Protecting Your Data in a Hybrid Cloud Environment

This blog post is an excerpt from GovLoop’s recent guide, Forecasting the Cloud: Eight Ways the Technology is Changing Government. To download the full guide, head here.

Today’s IT organizations are all under incredible pressure to respond to a variety of different business and citizen needs – and as a result there’s hope that moving towards a hybrid delivery model for cloud will enable them to be more responsive. Ideally, this hybrid cloud solution can simultaneously help reduce costs and provide more flexibility to public sector IT.

But at the same time, there is a lot of concern around security and maintaining stewardship of the data that lives in a hybrid cloud. To discuss some best practices for maintaining visibility into what is going on with your data when operating in a hybrid environment, GovLoop sat down with Alan Dare, District Manger, USPS Cloud, NetApp.

“Organizations need to feel confident that they can integrate in the public cloud and not introduce additional risk,” Dare said. “Many of the traditional datacenter environments enable these IT organizations to control every single aspect of their data, from the performance, security, the protection and all the governance associated with that.”

But as public sector IT reaches out to use the public cloud to augment their portfolio of services, their data is becoming more mobile. Therefore, it’s exceptionally critical for the IT industry to be able to control the data that you store in hybrid cloud setting, Dare explained.

“One of the things NetApp has created is a data fabric to help our customers try to utilize the promise that the hybrid cloud brings, while also maintaining stewardship of the data,” Dare said. “We developed a NetApp private storage (NPS), which is a way for storage to be owned by the customer, yet have the data exposed through hyper scalers. And what it allows the customer to do is take advantage of the compute and software features of these hyper scalers. But the organization’s data doesn’t reside inside the public cloud. It actually is beside the public cloud, and only in the control of the parent organization.
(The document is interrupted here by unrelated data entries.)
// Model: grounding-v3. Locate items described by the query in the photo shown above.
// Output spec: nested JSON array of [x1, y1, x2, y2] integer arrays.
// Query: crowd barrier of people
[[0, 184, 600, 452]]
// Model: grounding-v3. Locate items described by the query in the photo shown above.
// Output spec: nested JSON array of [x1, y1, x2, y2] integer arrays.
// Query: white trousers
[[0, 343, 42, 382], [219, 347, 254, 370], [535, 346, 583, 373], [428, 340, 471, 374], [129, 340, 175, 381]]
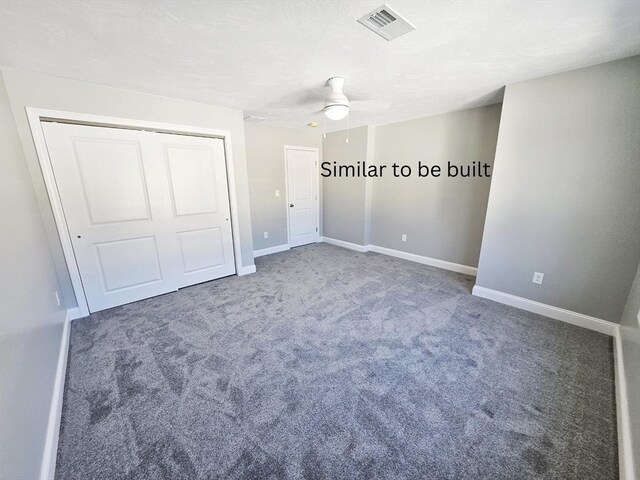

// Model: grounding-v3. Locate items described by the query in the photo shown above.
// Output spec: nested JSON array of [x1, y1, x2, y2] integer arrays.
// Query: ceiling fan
[[322, 77, 350, 120]]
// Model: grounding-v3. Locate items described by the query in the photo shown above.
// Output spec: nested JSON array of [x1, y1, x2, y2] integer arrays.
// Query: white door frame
[[25, 107, 243, 318], [284, 145, 320, 248]]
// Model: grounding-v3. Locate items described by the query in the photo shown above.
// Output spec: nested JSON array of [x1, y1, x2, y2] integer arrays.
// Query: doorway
[[284, 145, 320, 248]]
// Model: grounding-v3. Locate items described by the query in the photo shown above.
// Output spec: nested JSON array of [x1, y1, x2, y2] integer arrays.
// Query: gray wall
[[620, 265, 640, 475], [2, 67, 253, 306], [0, 71, 65, 478], [321, 127, 370, 245], [372, 105, 500, 267], [477, 57, 640, 323], [245, 123, 322, 250]]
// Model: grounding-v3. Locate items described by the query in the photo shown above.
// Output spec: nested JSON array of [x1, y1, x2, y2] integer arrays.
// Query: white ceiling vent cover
[[358, 4, 416, 40], [244, 115, 267, 123]]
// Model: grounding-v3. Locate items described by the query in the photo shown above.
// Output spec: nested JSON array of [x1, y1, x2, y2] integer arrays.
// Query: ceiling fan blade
[[351, 100, 393, 113]]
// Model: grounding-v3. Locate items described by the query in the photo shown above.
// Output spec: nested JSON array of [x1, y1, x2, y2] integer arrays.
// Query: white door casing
[[42, 122, 235, 312], [285, 146, 319, 247]]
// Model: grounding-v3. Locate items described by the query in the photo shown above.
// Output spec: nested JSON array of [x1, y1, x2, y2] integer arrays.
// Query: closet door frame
[[25, 107, 245, 320]]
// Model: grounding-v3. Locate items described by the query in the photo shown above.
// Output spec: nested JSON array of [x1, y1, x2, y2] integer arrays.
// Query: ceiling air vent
[[358, 5, 416, 40], [244, 115, 267, 123]]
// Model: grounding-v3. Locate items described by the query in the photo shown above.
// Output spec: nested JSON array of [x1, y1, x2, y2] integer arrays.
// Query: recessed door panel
[[285, 147, 318, 247], [72, 138, 149, 224], [95, 237, 162, 293], [293, 208, 315, 238], [178, 227, 224, 273], [165, 145, 219, 215]]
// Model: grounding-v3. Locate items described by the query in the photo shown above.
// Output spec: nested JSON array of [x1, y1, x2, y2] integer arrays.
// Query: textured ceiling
[[0, 0, 640, 130]]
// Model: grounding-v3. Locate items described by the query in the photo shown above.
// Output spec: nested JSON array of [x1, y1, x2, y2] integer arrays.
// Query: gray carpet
[[56, 244, 618, 480]]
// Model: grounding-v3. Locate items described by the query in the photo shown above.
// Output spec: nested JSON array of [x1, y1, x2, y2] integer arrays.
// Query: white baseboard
[[236, 265, 256, 277], [369, 245, 478, 277], [40, 308, 72, 480], [322, 237, 371, 252], [321, 237, 478, 276], [614, 326, 636, 480], [473, 285, 618, 336], [67, 307, 84, 320], [253, 243, 291, 258]]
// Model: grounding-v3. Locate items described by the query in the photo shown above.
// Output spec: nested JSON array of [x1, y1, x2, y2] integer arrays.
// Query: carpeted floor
[[56, 244, 618, 480]]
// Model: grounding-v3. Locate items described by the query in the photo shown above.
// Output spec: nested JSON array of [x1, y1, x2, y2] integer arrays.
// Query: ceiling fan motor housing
[[324, 77, 349, 120]]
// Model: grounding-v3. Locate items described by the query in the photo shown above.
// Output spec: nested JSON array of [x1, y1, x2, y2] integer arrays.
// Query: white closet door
[[42, 122, 234, 312], [155, 134, 236, 287]]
What this enables an organization to do, Dare said, is fully take advantage of the cost model that hyper scalers offer, as well as maintain the steward and control of the dataset.

For organizations that are looking to continue to improve best practices around data storage and control, Dare had one main piece of advice.

“The first step to the cloud is that all organizations need to enable a data stewardship policy around their data to correctly identify what data can and cannot reside inside the public cloud, and under what restrictions data can be accessed within the public cloud,” Dare said.

Having a set policy before starting the journey to utilizing the hybrid cloud environment helps an organization’s IT staff target candidate datasets and processes that can easily make the transition to cloud, and others that can’t, or require higher levels of security or review.

“Many organizations fail to create data policies before jumping to the cloud, which causes delays in implementation or fractured cloud implementation,” Dare said. “An organization’s data policy should be the first step in contemplating utilizing a hybrid cloud solution.”

Finally, Dare said that another movement gaining ground for utilizing cloud in many public sector IT departments is using cloud as disaster recovering and continuing operations.

The cloud can really help both organizations that either have no disaster recovery backup plans, or are really advanced in their strategy,” Dare said. “For organizations that have limited disaster recovery, the cloud offers the ability to provide offsite backup, without a substantial capex investment. Datasets can be mirrored offsite and tested in the cloud.”

Dare went on to explain how NetApp can help with disaster recovery via use of their application called SteelStore.

“We can drop SteelStore into a customer’s site, and without any significant changes, they can do a quick backup, and the device will transparently compress, deduce, encrypt the data, and push it off into the cloud for them,” Dare said. “This means if you’ve got data that’s on premise in its physical NetApp device, we can mirror it into the cloud. So if you have a disaster, you can sail over into the cloud and have the same protocols and services that you would on site.”

In short, NetApp is building a data fabric around the hybrid cloud to enable customers to move the data back and forth in any situation. By focusing on data stewardship and control of data, the public sector can succeed in a hybrid cloud environment.